The answer came, inconveniently, as nothing elegant.
Good.
He was too tired for elegance.
The room door opened softly.
Kakashi stepped out.
He looked no less exhausted, but a little less bloody, which in this house counted as progress.
Naruto's head lifted immediately.
Kakashi leaned back against the opposite wall and let the quiet do its work for one beat before speaking.
"He'll live."
There it was again.
Not probable.
Not stable.
Not maybe.
He'll live.
Naruto let his head tip back against the wall and closed his eyes for one second too long.
When he opened them again, Kakashi was still there, watching him in that deeply annoying way of his.
"You can go in," the jonin said.
Naruto stood too fast.
The world tilted.
He ignored it.
Kakashi noticed and ignored his ignoring it.
At the threshold Naruto stopped.
Sasuke lay under clean bandages now, stripped of blood and bridge and immediate danger, which somehow made him look younger instead of older.

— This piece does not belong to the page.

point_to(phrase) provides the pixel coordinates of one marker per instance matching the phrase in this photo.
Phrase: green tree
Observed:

Paler too. The room smelled of herbs and fresh cloth and water recently boiled.
Alive.
Still.
Breathing.
Naruto stepped inside quietly and sat down near the futon without speaking.
For a long while he only watched the rise and fall of Sasuke's chest.
And slowly, against every instinct that had kept him moving until now, the silence between them changed.
Not because Sasuke had said anything.
Not because Naruto had confessed anything.
Because there was no longer any room left for the old lie.
He was not just another teammate in a dangerous story.
And when Sasuke finally opened his eyes—
the first person he saw was Naruto still sitting there, as if leaving had stopped being a real option hours ago.